[Doctor Claudius, A True Story by F. Marion Crawford]@TWC D-Link bookDoctor Claudius, A True Story CHAPTER XVI 17/29
With a bold leap--and the Countess shivered as she saw him flying in front of her--he alighted on the back of the off horse, almost on his face, but well across the beast for all that.
Light and wiry, a mere bundle of nerves dressed up, Mr.Barker was not to be shaken off, and, while the animal was still plunging, he had caught the flying bits of bridle, and was sawing away, right and left, with the energy of despair.

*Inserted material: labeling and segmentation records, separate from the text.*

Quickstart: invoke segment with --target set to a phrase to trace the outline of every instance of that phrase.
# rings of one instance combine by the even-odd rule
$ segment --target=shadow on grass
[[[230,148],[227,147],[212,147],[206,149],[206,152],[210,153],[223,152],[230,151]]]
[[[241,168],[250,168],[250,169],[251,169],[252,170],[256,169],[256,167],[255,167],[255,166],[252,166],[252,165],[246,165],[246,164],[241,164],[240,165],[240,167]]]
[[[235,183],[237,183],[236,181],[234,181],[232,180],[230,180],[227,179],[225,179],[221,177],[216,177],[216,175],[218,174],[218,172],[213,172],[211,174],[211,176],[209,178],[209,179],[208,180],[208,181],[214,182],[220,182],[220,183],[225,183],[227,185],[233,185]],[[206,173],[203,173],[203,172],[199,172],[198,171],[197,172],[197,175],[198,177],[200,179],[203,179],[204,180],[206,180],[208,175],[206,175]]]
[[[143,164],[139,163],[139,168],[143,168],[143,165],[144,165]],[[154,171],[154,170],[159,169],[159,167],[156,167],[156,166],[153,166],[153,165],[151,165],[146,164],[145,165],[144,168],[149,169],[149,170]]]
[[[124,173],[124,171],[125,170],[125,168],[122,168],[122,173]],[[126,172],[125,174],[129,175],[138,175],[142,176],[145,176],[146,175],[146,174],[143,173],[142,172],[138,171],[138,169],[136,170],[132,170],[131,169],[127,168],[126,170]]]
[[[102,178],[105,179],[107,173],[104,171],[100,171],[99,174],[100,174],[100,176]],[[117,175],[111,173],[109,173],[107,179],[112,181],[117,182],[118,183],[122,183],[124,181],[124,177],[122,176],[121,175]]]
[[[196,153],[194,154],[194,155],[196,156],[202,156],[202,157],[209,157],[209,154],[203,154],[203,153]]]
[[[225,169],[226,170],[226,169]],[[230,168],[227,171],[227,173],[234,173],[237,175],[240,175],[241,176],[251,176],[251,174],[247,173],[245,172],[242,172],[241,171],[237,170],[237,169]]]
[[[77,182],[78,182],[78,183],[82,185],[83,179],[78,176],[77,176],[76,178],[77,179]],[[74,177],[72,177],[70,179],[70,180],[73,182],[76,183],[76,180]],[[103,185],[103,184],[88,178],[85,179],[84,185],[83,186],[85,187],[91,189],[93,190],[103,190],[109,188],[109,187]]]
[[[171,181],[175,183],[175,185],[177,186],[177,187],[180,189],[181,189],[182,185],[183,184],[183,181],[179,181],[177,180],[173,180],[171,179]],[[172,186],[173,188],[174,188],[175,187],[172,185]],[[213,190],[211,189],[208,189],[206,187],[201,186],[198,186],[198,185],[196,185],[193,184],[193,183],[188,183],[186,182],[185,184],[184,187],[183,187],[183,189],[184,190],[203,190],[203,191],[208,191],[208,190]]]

Between its terror at being suddenly mounted by some one out of a clear sky, so to say, and the violent wrenching it was getting from Barker's bony little hands, the beast decided to stop at last, and its companion, who was coming in for some of the pulling too, stopped by sympathy, with a series of snorts and plunges.
Barker still clung to the broken rein, leaning far over the horse's neck so as to wind it round his wrist; and he shouted to Margaret to get out, which she immediately did; but, instead of fainting away, she came to the horses' heads and stood before them, a commanding figure that even a dumb animal would not dare to slight--too much excited to speak yet, but ready to face anything. A few moments later the groom, whose existence they had both forgotten, came running down to them, with a red face, and dusting his battered hat on his arm as he came.
He had quietly slipped off behind, and had been rolled head over heels for his pains, but had suffered no injury.